Oberlandesgericht Karlsruhe:
Urteil vom 30. November 2006
Aktenzeichen: 19 U 76/06
(OLG Karlsruhe: Urteil v. 30.11.2006, Az.: 19 U 76/06)
Tenor
1. Auf die Berufung des Klägers wird das Urteil des Landgerichts Freiburg vom 27.04.2006 abgeändert:
Die Beklagten Ziff. 1 - 3 und 6 werden als Gesamtschuldner verurteilt, an den Kläger EUR 26.779,81 zuzüglich 5 Prozentpunkten über dem Basiszinssatz seit 15.10.2003 zu bezahlen.
Im Übrigen wird die Klage abgewiesen.
2. Die weitergehende Berufung wird zurückgewiesen.
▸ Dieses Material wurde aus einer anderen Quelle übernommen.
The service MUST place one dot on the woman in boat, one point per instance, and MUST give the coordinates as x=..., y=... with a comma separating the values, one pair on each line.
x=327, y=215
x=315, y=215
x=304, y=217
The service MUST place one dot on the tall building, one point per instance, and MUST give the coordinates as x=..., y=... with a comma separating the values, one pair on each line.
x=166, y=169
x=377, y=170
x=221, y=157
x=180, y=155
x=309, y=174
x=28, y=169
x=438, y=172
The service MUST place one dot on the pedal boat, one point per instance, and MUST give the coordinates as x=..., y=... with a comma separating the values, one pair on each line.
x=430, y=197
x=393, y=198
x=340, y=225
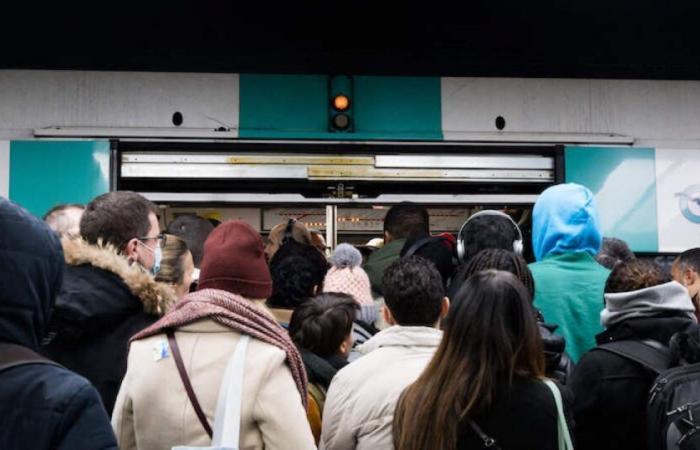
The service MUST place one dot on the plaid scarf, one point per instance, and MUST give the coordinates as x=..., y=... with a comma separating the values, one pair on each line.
x=237, y=313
3. Kosten des Rechtsstreits in beiden Instanzen sind wie folgt zu tragen:
Der Kläger trägt die außergerichtlichen Kosten der Beklagten Ziff. 4 und 5 und 1/3 seiner eigenen außergerichtlichen Kosten sowie 1/3 der Gerichtskosten.
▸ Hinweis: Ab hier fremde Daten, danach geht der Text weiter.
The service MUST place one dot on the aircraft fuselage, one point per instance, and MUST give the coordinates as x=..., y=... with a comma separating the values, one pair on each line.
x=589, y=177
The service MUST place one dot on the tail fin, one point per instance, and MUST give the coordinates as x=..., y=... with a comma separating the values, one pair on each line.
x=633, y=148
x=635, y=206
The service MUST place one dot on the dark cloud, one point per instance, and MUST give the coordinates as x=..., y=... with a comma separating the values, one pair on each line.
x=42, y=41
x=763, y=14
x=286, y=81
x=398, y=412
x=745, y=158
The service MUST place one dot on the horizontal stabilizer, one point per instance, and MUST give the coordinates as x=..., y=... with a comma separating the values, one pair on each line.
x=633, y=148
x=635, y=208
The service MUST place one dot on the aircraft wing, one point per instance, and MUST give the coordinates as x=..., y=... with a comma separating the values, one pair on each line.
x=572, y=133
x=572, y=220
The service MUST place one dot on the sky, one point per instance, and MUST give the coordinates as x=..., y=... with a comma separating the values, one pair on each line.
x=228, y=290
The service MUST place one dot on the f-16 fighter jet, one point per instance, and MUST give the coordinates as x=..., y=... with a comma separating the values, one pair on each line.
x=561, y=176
Die Beklagten Ziff. 1-3 und 6 tragen ihre eigenen außergerichtlichen Kosten und als Gesamtschuldner 2/3 der Gerichtskosten und der außergerichtlich Kosten des Klägers.
4. Das Urteil ist vorläufig vollstreckbar.
Der Kläger und die Beklagten Ziff. 1 - 3 und 6 können die Vollstreckung durch Sicherheitsleistung in Höhe von 120 % des aufgrund des Urteils vollstreckbaren Betrages abwenden, wenn nicht die jeweils andere Partei vor der Vollstreckung Sicherheit in Höhe von 120 % des zu vollstreckenden Betrages leistet.
5. Die Revision wird nicht zugelassen.
Gründe
I.
Der Kläger begehrt von den Beklagten die Erstattung von Geldbeträgen, die der beklagten Rechtsanwaltssozietät im Zusammenhang mit dem von ihm erteilten Mandat zur Geltendmachung eines Schadensersatzanspruchs gegen die Rechtsanwälte Eichelberg und Feudel zugeflossen sind.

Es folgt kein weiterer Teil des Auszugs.